As today, many animals lived underground during the time of the dinosaurs, whether to protect themselves from predators, to maintain a relatively constant temperature (not too hot in summer and not too cold in winter) or for food. insects and roots.
In a recent study, a team from the American Museum of Natural History details the discovery of new species that have favored life underground. These fossil remains were discovered in the Jehol biota, which represents all the fossil organisms 145 to 100 million years old found in northeastern China.
Battis to live underground
One is a tritylodontid (mammal-like cynodonts) discovered in the Jiufotang Formation. It is the first of its kind to be identified in this biota. Long about thirty centimeters, it has just been named Fossiomanus sinensis.

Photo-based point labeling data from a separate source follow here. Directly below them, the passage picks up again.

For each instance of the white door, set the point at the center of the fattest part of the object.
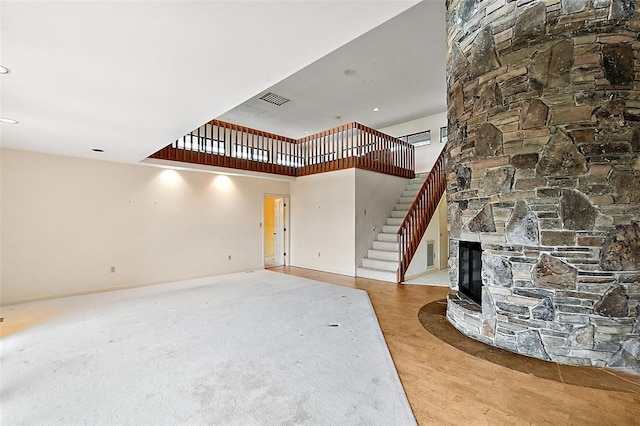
(279, 231)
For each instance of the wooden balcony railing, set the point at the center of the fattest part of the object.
(352, 145)
(420, 214)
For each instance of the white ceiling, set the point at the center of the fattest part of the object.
(397, 67)
(131, 77)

The other is a eutriconodontan, a distant cousin of modern placental mammals and marsupials found in the Yixian formation. Measuring approximately seventeen centimeters long, he has just been baptized Jueconodon cheni. Both were evolving about 120 million years.
These two animals, however unrelated, would have developed the same characteristics of highly specialized burrowers. In other words, these two species evolved independently under similar selective pressures (convergent evolution).
According to this study, both had hind legs that were shorter than their forelimbs, broad forelimbs with sturdy claws, and a short tail.
“This is the first convincing evidence of a burrowing life in these two groups.“, Underlines Jin Meng, main author of this work. “These are also the first cases identified in the Jehol biota, which once housed a great diversity of life, from dinosaurs to insects to plants.“.
Finally, both species had also developed an increased number of thoracic vertebrae. Typically, mammals have 26 vertebrae from neck to hip. However, Fossiomanus had 38, while Jueconodon had 28.
This variation in the number of vertebrae, probably the result of genetic mutations made during the embryonic development of animals, can also be found in modern mammals, including elephants, manatees and Hyracoid.